The agency says those concerns, in part, are based on the higher seasonal working capital required to secure programming for the upcoming season and continued pressure on operating results, reflecting “secular headwinds” or a dampened environment for long-term growth.
Corus announced earlier this month, it had amended its credit agreement in the face of more than $1 billion in outstanding debt, securing a 4.75 debt to cash flow ratio extension with its bank group, led by RBC Capital Markets and TD Securities. The extension buys the company some breathing room until mid-October.
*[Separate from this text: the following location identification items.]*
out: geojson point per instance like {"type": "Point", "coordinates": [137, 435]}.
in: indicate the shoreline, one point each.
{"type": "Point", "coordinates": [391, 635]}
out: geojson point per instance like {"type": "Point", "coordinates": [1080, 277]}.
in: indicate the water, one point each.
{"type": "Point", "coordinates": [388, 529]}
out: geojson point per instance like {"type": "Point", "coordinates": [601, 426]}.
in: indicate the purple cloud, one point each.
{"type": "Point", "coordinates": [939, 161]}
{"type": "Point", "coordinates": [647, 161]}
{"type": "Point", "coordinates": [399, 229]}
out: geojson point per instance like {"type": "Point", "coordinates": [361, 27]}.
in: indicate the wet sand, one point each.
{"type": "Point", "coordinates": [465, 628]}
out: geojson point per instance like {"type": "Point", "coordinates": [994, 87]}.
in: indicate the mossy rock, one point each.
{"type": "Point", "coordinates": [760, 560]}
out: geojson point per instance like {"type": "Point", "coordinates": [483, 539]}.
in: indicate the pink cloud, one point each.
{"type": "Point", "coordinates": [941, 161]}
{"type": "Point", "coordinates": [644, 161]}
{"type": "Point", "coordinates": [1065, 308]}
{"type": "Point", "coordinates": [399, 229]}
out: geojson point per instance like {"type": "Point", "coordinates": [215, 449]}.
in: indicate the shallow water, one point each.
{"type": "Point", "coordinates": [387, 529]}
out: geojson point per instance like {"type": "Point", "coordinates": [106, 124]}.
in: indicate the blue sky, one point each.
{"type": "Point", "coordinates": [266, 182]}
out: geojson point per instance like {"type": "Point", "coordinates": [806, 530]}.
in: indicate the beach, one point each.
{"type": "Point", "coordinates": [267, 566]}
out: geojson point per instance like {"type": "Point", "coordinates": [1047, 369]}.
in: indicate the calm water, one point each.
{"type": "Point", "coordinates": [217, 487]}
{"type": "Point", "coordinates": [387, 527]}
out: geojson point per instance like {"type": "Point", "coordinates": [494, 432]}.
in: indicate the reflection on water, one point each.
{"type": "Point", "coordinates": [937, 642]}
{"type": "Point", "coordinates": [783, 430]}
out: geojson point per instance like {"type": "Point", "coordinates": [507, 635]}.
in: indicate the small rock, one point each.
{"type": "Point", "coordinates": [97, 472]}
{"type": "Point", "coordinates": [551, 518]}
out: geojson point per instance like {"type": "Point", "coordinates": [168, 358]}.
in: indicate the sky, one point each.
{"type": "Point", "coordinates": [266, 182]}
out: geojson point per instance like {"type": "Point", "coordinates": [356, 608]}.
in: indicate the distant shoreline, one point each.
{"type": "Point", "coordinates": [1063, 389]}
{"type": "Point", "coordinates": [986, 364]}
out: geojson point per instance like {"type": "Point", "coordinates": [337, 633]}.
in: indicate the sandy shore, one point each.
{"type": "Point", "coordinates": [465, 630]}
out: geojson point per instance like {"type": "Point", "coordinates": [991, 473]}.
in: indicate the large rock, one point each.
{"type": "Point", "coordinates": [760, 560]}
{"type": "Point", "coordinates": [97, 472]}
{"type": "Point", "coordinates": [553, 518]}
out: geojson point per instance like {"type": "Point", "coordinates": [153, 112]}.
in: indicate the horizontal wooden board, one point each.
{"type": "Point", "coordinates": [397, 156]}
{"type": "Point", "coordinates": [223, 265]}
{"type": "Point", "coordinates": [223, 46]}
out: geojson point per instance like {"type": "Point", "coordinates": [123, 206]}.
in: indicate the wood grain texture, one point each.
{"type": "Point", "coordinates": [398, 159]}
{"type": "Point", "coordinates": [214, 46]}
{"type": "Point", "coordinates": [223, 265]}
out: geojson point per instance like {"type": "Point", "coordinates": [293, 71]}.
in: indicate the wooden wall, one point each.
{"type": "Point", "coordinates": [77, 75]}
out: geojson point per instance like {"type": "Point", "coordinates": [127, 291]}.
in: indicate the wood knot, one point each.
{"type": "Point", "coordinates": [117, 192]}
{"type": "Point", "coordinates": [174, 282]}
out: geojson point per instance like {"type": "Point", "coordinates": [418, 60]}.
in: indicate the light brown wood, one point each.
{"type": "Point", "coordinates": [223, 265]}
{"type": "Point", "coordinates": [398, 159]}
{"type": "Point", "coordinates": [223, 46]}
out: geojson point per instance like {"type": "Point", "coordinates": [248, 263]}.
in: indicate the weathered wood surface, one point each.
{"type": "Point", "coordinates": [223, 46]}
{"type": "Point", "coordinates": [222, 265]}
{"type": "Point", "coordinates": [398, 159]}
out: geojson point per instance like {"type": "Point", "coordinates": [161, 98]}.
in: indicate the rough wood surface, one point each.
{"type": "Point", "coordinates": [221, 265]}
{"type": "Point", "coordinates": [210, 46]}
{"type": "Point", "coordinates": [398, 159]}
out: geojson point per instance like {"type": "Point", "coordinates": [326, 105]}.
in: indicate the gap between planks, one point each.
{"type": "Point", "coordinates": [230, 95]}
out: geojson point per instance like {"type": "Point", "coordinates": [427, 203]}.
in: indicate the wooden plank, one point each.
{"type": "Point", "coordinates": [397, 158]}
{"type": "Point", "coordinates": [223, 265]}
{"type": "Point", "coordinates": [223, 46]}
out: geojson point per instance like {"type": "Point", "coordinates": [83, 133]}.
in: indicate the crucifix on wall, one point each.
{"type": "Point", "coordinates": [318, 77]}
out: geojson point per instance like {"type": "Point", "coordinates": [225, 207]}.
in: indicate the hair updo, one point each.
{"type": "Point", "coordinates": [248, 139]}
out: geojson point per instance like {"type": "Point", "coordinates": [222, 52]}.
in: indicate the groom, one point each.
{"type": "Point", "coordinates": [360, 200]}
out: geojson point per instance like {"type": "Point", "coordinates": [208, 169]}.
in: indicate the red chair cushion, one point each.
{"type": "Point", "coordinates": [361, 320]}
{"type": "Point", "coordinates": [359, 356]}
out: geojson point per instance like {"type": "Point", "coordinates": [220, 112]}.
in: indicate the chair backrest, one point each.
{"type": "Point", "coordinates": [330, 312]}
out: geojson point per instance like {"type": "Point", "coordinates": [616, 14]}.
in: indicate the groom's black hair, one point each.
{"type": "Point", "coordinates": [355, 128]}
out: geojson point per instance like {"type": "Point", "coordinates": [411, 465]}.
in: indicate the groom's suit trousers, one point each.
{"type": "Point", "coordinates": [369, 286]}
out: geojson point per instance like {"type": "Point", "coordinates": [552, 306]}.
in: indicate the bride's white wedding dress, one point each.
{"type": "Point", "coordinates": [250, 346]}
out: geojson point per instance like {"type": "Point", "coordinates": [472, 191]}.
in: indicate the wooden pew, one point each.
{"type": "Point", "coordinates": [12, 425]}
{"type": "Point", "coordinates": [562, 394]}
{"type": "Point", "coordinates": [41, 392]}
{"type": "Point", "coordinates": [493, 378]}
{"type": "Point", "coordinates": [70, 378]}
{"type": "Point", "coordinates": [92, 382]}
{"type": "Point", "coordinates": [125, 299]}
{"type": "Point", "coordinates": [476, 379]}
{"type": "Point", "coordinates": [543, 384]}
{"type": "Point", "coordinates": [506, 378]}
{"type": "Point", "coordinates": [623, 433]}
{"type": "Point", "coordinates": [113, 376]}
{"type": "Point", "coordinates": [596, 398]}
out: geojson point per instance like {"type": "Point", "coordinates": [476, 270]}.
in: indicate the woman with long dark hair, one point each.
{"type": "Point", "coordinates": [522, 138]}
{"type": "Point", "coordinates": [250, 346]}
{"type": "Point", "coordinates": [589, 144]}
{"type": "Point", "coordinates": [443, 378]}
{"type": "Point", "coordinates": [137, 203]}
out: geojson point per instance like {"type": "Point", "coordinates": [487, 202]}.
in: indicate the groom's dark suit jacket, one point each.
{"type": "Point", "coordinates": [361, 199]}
Morningstar DBRS has maintained Corus’ “Under Review with Negative Implications” status, pending the company’s ability to negotiate a more permanent secured credit agreement, and the ongoing possibility of a debt-restructuring event over the next year.
As of the company’s third quarter, ended May 31, Corus had $67 million in cash available on its balance sheet and approximately $30 million available under its secured credit facility. Morningstar DBRS is predicting Q4 cash flow to be modestly negative, reflecting continued weakness in operating results and incremental payments related to cost-cutting.
With an estimated $30 million available through the secured revolving credit facility to mid-October, Morningstar DBRS believes that “relatively modest level of liquidity may impinge on the company’s ability to invest in new programming in the seasonally heavy first fiscal quarter of 2025.”
“In addition, the loss of several Warner Bros. Discovery, Inc. specialty channel brands, including HGTV and the Food Network, is expected to create additional uncertainty around Corus’ programming supply. Morningstar DBRS believes securing new lifestyle content to add to the existing Canadian content may place added pressure on Q1 F2025 cash flow as these re-banded channels are expected to launch on January 1, 2025,” the agency stated, while acknowledging Corus’ efforts to mitigate revenue declines with cost-cutting initiatives, including a 25% workforce reduction from 2023.
“Additionally, as a result of station rationalization, the company is looking to sell surplus real estate in several urban centres across Canada, however, the closing dates and ultimate values of these transactions are uncertain and likely counted in months not weeks,” the agency said.